Dişi kuşun yumurtalarının üstünde oturduğunu ve oturduğunu ve oturduğunu ve sonra aniden yuvasından dışarı atlayıp kocaman silkelendiğini ve daha sonra yem yiyip su içip yuvasına döndüğünü fark ettiniz mi? Ne yapacağını biliyor, değil mi? Hiç dişi bir kuşun yuvasından aceleyle çıkıp kafesin duvarlarını kustuğunu gördünüz mü? Ve bu kusmuğun berbat kokusunu duydunuz? ışte bu, arkadaşlarım, dişi kuşun sindirim sistemindeki patojenlerin aşırı çoğalmalarının sonucudur. Eğer dişi kuş yuvasını yaparsa, yavrularını beslerse ve eğer erkek kuş yavruların beslenmesinde ona yardım ediyorsa, yiyecekleri önce birbirlerine daha sonra yavrularına aktarırlar. Dişi kuş yemek yer ve bağırsak hareketiyle yavruların ağzına kusar ve böylece yuvayı temiz tutar. Fakat bu durum kafesin tüm sakinlerindeki patojen sayısının katlanmasına yol açar. Erkek ve dişi kuş aşırı derecede yorulmuşlar, pes etmişler ve yavrular da ölmüş ya da hayatta kalmışlarsa da gelişmeleri engellenmiş ya da deforme olmuşlardır. Biz de bu durumda zayıf beslemeden dolayı dişi kuşu suçlarız ya da şanslıysa kuşları strese soktuğumuzu ve bunun kendi suçumuz olduğunu kabul ederiz!! VAY CANINA!!
Tüm bunları söylerken nefesim kesildi. Kuşların neye doğru sürüklendiğini görebiliyor musunuz!! Bu kadar konuşma yeter. Size bundan daha iyi bir resim çizemem. “Hastalık sonrası tedavi yerine koruyucu tedavi.” Bu benim inandığım ve başarılı bulduğum bir yöntem. Kuş besleyicileri hayatları boyunca kümes hayvanlarına yönelik probiyotikleri kullanarak, kuşların patojen sayısının en az olduğu uygun ortamda yaşamalarını sağlamalıdır. Ayrıca tüm yıl boyunca besinlerini düzene koymalıdır. Yukarıda anlatılanları yok sayıp, genel probiyotikler satan firmaların tek amacı sizi kendi dediklerine inandırıp onların ürünlerini almanızı sağlamaktır.

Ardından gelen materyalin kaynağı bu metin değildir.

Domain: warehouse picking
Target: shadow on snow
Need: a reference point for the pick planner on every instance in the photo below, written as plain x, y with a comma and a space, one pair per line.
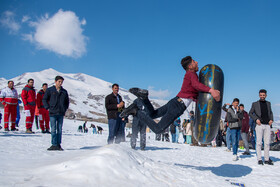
225, 170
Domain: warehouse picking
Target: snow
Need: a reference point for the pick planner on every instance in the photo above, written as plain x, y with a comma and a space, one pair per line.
87, 160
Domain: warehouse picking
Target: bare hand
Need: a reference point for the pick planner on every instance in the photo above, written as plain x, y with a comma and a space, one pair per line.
216, 94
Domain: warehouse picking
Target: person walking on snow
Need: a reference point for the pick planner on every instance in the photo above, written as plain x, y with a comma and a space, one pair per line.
28, 96
56, 100
9, 98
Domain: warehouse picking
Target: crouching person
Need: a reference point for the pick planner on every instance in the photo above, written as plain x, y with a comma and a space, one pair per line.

Bu konuda çok dikkatli olun ve paranızı çöpe atmayın. Kuşlarınızı beslemek için aldığımız ürünlere ne kadar para ödediğimiz değil, onları sindirim sistemlerinde stresin ve patojenlerin ne kadar etkili oldukları daha önemlidir. En iyi kalitedeki probiyotiğin kullanımı sorunların ortaya çıkma ihtimalini düşürecektir ve zamansız ölen kanaryalar yerine daha sağlıklıları gelecektir. Böylece güzel bir hobiye sahip olan kanarya yetiştiricileri yalnızca mutluluk gözyaşları dökeceklerdir.